Tuesday, 15 December 2015: 13:55
2016 (Moscone West)
Haje Korth1, Brian J Anderson1, Colin L Waters2 and Robin J Barnes1, (1)The Johns Hopkins University Applied Physics Laboratory, Laurel, MD, United States, (2)University of Newcastle, Callaghan, Australia
The Active Magnetosphere and Planetary Electrodynamics Response Experiment (AMPERE) provides continuous global observations of Birkeland currents on a 10 minute cadence. During geomagnetic storms, currents intensify to over 15 MA, are dynamic both in intensity and distribution, and exhibit features not discernible in statistical analyses. For all of the subject grand challenge storms, AMPERE data reveal a number of novel phenomena illustrating the profound dynamics of the storm-time system. Storm-time onsets associated with shock arrivals are often very prompt and lead to dramatic surges in total current from 1 MA to over 5 MA in less than 20 minutes. The current surges occur predominantly on the dayside at high latitudes prior to any ring current or auroral expansions, indicating that neutral density upwelling is often driven independently of ring current or auroral zone intensifications. Rapid reconfigurations of the currents with IMF BY reversals within the sheath structures of coronal mass ejections (CMEs) are also common. This implies that convection of ionospheric density patches over the polar cap may be quite complex, particularly during the early phase of geomagnetic storms related to the CME sheath passage.
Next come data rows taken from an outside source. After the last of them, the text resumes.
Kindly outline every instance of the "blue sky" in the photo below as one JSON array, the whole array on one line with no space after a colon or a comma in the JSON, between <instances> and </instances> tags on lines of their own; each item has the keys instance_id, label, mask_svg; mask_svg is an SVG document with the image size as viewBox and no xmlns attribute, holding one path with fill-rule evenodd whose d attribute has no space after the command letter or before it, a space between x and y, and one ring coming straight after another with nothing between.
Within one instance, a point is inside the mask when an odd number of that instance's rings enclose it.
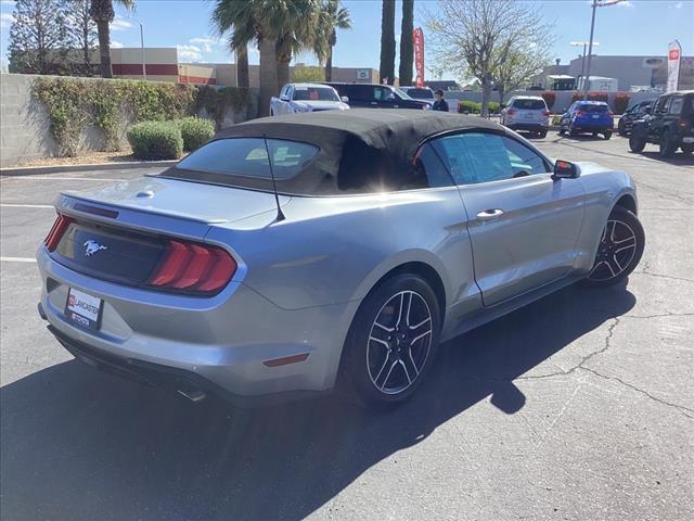
<instances>
[{"instance_id":1,"label":"blue sky","mask_svg":"<svg viewBox=\"0 0 694 521\"><path fill-rule=\"evenodd\" d=\"M381 1L343 0L352 18L352 29L338 33L334 64L349 67L378 67ZM12 0L0 0L0 52L7 53ZM219 39L209 22L214 1L205 0L137 0L134 13L117 9L112 25L115 47L139 47L144 26L146 47L178 47L181 62L229 62L223 39ZM536 4L547 21L554 23L555 58L562 63L576 58L576 40L588 40L590 0L545 0ZM415 27L422 24L422 8L436 9L435 1L415 1ZM400 2L396 8L396 36L399 37ZM667 46L679 39L685 55L694 55L694 0L630 0L597 10L595 40L597 54L665 55ZM426 42L426 29L425 29ZM250 63L257 63L257 51L250 50ZM311 55L297 61L316 63ZM396 64L397 69L397 64ZM446 78L447 75L445 74Z\"/></svg>"}]
</instances>

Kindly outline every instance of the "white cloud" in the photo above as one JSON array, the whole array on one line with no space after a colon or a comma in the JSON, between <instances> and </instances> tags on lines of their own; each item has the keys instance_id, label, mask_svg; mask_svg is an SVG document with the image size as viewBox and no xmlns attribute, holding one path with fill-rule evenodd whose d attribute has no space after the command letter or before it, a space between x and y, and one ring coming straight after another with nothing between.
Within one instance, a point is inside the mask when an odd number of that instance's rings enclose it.
<instances>
[{"instance_id":1,"label":"white cloud","mask_svg":"<svg viewBox=\"0 0 694 521\"><path fill-rule=\"evenodd\" d=\"M188 40L188 42L202 46L205 52L213 52L213 46L221 46L224 43L224 40L222 40L221 38L215 38L213 36L204 36L191 38L190 40Z\"/></svg>"},{"instance_id":2,"label":"white cloud","mask_svg":"<svg viewBox=\"0 0 694 521\"><path fill-rule=\"evenodd\" d=\"M14 16L10 13L0 13L0 27L10 27L12 22L14 22Z\"/></svg>"},{"instance_id":3,"label":"white cloud","mask_svg":"<svg viewBox=\"0 0 694 521\"><path fill-rule=\"evenodd\" d=\"M200 62L203 59L200 47L176 46L176 49L178 50L178 59L180 62Z\"/></svg>"},{"instance_id":4,"label":"white cloud","mask_svg":"<svg viewBox=\"0 0 694 521\"><path fill-rule=\"evenodd\" d=\"M132 22L129 22L120 16L116 16L111 23L111 30L128 30L132 27Z\"/></svg>"}]
</instances>

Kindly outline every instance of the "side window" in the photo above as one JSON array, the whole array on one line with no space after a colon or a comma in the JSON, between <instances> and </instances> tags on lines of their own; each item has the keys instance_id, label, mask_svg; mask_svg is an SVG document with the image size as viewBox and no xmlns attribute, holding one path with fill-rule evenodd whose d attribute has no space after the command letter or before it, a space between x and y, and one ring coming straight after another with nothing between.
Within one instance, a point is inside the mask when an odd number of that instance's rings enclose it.
<instances>
[{"instance_id":1,"label":"side window","mask_svg":"<svg viewBox=\"0 0 694 521\"><path fill-rule=\"evenodd\" d=\"M453 179L438 154L429 143L424 143L414 156L412 167L402 180L400 190L451 187L453 185Z\"/></svg>"},{"instance_id":2,"label":"side window","mask_svg":"<svg viewBox=\"0 0 694 521\"><path fill-rule=\"evenodd\" d=\"M670 102L670 114L681 114L682 113L682 106L684 106L684 98L683 97L677 97L677 98L672 98L672 101Z\"/></svg>"},{"instance_id":3,"label":"side window","mask_svg":"<svg viewBox=\"0 0 694 521\"><path fill-rule=\"evenodd\" d=\"M446 136L434 141L458 185L499 181L542 174L542 157L505 136L470 132Z\"/></svg>"}]
</instances>

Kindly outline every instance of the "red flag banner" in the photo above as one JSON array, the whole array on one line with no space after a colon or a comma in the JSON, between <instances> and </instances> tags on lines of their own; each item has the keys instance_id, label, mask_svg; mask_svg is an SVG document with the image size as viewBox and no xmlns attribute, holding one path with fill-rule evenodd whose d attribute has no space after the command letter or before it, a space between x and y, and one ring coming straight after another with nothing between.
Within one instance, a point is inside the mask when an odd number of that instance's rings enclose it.
<instances>
[{"instance_id":1,"label":"red flag banner","mask_svg":"<svg viewBox=\"0 0 694 521\"><path fill-rule=\"evenodd\" d=\"M417 87L424 87L424 33L422 31L422 27L417 27L412 31L412 42L414 43L415 85Z\"/></svg>"}]
</instances>

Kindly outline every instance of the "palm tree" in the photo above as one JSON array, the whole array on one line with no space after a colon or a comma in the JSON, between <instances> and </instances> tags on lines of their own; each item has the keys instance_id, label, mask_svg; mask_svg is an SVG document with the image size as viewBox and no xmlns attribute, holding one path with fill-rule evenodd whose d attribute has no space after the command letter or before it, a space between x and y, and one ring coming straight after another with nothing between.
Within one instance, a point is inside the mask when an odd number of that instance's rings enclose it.
<instances>
[{"instance_id":1,"label":"palm tree","mask_svg":"<svg viewBox=\"0 0 694 521\"><path fill-rule=\"evenodd\" d=\"M313 53L321 63L325 63L325 81L333 79L333 47L337 43L336 29L351 28L349 10L342 7L340 0L326 0L319 15L318 34L313 43Z\"/></svg>"},{"instance_id":2,"label":"palm tree","mask_svg":"<svg viewBox=\"0 0 694 521\"><path fill-rule=\"evenodd\" d=\"M126 9L134 9L134 0L115 0ZM89 14L97 23L99 33L99 54L101 56L101 76L113 78L111 68L111 29L108 24L113 22L116 13L113 9L114 0L91 0Z\"/></svg>"},{"instance_id":3,"label":"palm tree","mask_svg":"<svg viewBox=\"0 0 694 521\"><path fill-rule=\"evenodd\" d=\"M381 11L381 81L393 85L395 78L395 0L383 0Z\"/></svg>"},{"instance_id":4,"label":"palm tree","mask_svg":"<svg viewBox=\"0 0 694 521\"><path fill-rule=\"evenodd\" d=\"M232 49L258 43L260 115L268 115L270 98L280 91L279 80L288 81L293 54L312 45L319 8L318 0L217 0L213 22L221 35L233 31Z\"/></svg>"},{"instance_id":5,"label":"palm tree","mask_svg":"<svg viewBox=\"0 0 694 521\"><path fill-rule=\"evenodd\" d=\"M412 54L414 43L414 0L402 0L402 25L400 29L400 85L412 85Z\"/></svg>"}]
</instances>

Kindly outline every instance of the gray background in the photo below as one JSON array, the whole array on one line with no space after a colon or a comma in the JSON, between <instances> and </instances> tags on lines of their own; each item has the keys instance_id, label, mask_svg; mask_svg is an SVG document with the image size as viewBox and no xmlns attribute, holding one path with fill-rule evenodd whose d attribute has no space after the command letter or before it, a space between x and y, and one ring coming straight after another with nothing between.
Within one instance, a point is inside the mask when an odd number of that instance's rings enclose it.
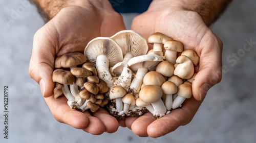
<instances>
[{"instance_id":1,"label":"gray background","mask_svg":"<svg viewBox=\"0 0 256 143\"><path fill-rule=\"evenodd\" d=\"M188 125L156 139L139 137L121 127L95 136L55 121L28 74L33 36L43 21L30 5L6 22L20 7L19 1L0 0L0 142L255 142L256 44L243 50L246 39L256 41L254 1L233 1L211 27L224 43L223 64L228 70L221 82L210 89ZM133 15L124 15L127 27ZM239 58L229 57L234 54ZM4 85L9 89L8 140L3 137Z\"/></svg>"}]
</instances>

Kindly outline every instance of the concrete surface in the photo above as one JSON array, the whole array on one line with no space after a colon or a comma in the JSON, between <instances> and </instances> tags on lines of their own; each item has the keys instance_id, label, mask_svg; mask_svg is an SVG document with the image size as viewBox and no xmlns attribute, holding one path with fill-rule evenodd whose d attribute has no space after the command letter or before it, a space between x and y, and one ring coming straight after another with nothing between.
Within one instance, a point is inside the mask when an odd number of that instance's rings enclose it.
<instances>
[{"instance_id":1,"label":"concrete surface","mask_svg":"<svg viewBox=\"0 0 256 143\"><path fill-rule=\"evenodd\" d=\"M209 91L189 124L153 139L121 127L94 136L57 122L28 74L33 36L43 21L32 5L0 0L0 142L255 142L256 44L244 50L247 40L256 41L255 9L253 0L234 0L211 26L224 43L222 81ZM18 15L7 23L13 11ZM132 16L124 16L127 25ZM238 58L232 57L234 54ZM5 85L9 88L8 139L3 138Z\"/></svg>"}]
</instances>

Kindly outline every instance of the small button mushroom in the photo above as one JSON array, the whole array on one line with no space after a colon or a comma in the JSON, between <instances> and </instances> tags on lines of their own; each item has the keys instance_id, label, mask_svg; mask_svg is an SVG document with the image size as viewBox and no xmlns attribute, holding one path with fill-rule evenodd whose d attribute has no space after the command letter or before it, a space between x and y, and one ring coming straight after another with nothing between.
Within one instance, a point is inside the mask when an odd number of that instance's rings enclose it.
<instances>
[{"instance_id":1,"label":"small button mushroom","mask_svg":"<svg viewBox=\"0 0 256 143\"><path fill-rule=\"evenodd\" d=\"M120 112L123 110L123 103L122 98L126 94L126 91L121 86L114 86L110 89L110 98L111 100L115 99L116 110Z\"/></svg>"},{"instance_id":2,"label":"small button mushroom","mask_svg":"<svg viewBox=\"0 0 256 143\"><path fill-rule=\"evenodd\" d=\"M160 117L165 114L166 108L161 98L163 95L162 88L156 85L145 85L139 92L139 97L144 102L151 103L154 109L153 115Z\"/></svg>"},{"instance_id":3,"label":"small button mushroom","mask_svg":"<svg viewBox=\"0 0 256 143\"><path fill-rule=\"evenodd\" d=\"M124 103L123 111L125 114L127 114L130 106L135 105L136 99L132 94L129 93L122 98L122 101Z\"/></svg>"},{"instance_id":4,"label":"small button mushroom","mask_svg":"<svg viewBox=\"0 0 256 143\"><path fill-rule=\"evenodd\" d=\"M179 41L172 40L164 43L163 47L165 49L165 60L175 64L176 63L177 53L183 51L183 45Z\"/></svg>"},{"instance_id":5,"label":"small button mushroom","mask_svg":"<svg viewBox=\"0 0 256 143\"><path fill-rule=\"evenodd\" d=\"M170 110L173 106L173 94L177 92L178 88L174 83L169 81L164 82L161 87L166 95L164 105L167 110Z\"/></svg>"},{"instance_id":6,"label":"small button mushroom","mask_svg":"<svg viewBox=\"0 0 256 143\"><path fill-rule=\"evenodd\" d=\"M165 81L165 79L160 73L156 71L151 71L146 73L144 77L143 81L145 85L155 85L161 87Z\"/></svg>"},{"instance_id":7,"label":"small button mushroom","mask_svg":"<svg viewBox=\"0 0 256 143\"><path fill-rule=\"evenodd\" d=\"M123 60L122 50L117 42L109 37L94 38L86 47L84 55L89 62L96 65L99 78L105 81L109 87L113 87L109 67Z\"/></svg>"},{"instance_id":8,"label":"small button mushroom","mask_svg":"<svg viewBox=\"0 0 256 143\"><path fill-rule=\"evenodd\" d=\"M192 96L192 87L189 84L183 83L178 87L178 96L173 102L172 108L175 109L180 107L186 99Z\"/></svg>"},{"instance_id":9,"label":"small button mushroom","mask_svg":"<svg viewBox=\"0 0 256 143\"><path fill-rule=\"evenodd\" d=\"M194 65L188 57L184 55L180 56L177 59L176 62L179 64L174 69L174 75L183 79L189 79L193 76Z\"/></svg>"},{"instance_id":10,"label":"small button mushroom","mask_svg":"<svg viewBox=\"0 0 256 143\"><path fill-rule=\"evenodd\" d=\"M188 57L193 62L195 66L197 66L199 63L199 57L197 53L192 50L186 50L181 53L181 55Z\"/></svg>"},{"instance_id":11,"label":"small button mushroom","mask_svg":"<svg viewBox=\"0 0 256 143\"><path fill-rule=\"evenodd\" d=\"M170 77L174 75L174 67L173 64L167 61L163 61L158 64L156 72L163 76Z\"/></svg>"}]
</instances>

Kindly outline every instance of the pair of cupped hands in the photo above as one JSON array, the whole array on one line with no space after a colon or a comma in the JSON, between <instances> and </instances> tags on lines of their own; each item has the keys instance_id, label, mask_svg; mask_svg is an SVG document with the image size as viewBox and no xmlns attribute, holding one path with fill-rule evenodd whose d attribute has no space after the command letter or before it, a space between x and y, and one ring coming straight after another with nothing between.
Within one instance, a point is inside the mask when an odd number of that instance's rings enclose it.
<instances>
[{"instance_id":1,"label":"pair of cupped hands","mask_svg":"<svg viewBox=\"0 0 256 143\"><path fill-rule=\"evenodd\" d=\"M198 74L193 81L193 97L186 100L181 108L159 119L147 113L139 117L119 121L104 109L94 113L81 112L71 109L65 97L55 99L52 75L56 56L73 52L83 53L92 39L110 37L125 29L122 16L109 3L70 6L60 10L35 33L29 69L31 77L39 84L46 103L57 121L92 134L113 133L120 126L127 127L138 136L153 137L164 135L191 121L207 90L221 79L221 40L196 12L154 2L146 12L134 19L131 29L146 39L153 33L162 33L182 42L184 50L197 52L200 64L195 68Z\"/></svg>"}]
</instances>

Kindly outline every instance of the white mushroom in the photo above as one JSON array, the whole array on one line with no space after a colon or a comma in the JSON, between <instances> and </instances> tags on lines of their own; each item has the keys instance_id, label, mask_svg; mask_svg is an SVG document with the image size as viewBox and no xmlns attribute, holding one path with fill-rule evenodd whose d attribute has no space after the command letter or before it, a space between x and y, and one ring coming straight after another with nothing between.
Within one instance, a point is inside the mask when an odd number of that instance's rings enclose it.
<instances>
[{"instance_id":1,"label":"white mushroom","mask_svg":"<svg viewBox=\"0 0 256 143\"><path fill-rule=\"evenodd\" d=\"M98 77L113 87L114 81L109 67L123 60L122 50L112 39L99 37L90 41L84 50L88 61L96 65Z\"/></svg>"}]
</instances>

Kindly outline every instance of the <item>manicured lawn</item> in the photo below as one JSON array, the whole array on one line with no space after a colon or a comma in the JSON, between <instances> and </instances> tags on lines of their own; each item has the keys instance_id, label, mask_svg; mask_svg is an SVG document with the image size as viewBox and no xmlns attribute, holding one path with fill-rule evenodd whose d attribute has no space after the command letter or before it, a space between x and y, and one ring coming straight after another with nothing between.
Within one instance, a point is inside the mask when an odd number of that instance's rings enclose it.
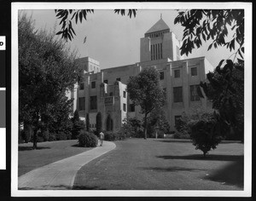
<instances>
[{"instance_id":1,"label":"manicured lawn","mask_svg":"<svg viewBox=\"0 0 256 201\"><path fill-rule=\"evenodd\" d=\"M207 158L189 141L131 139L78 172L73 189L242 190L243 144L222 143Z\"/></svg>"},{"instance_id":2,"label":"manicured lawn","mask_svg":"<svg viewBox=\"0 0 256 201\"><path fill-rule=\"evenodd\" d=\"M38 143L38 147L32 150L32 143L19 145L19 176L36 168L91 149L78 146L78 140L41 142Z\"/></svg>"}]
</instances>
The 3 September 2012 storm exhibited intense driving with classic quasi-stable Region 1 and 2 currents spanning 55 to 70 degrees magnetic latitude for over 10 hours at the beginning of the day, corresponding to stable southward IMF prior to shock arrival at noon on that day. The shock arrival and IMF southward intensification led to further expansion of the currents below 50 degrees magnetic latitude and to episodic surges in currents on the nightside, which is unique to storms. The resulting current structure showed multiple large-scale alternations in downward-upward-downward-upward direction that often occurs during intense, sustained driving during strong storms.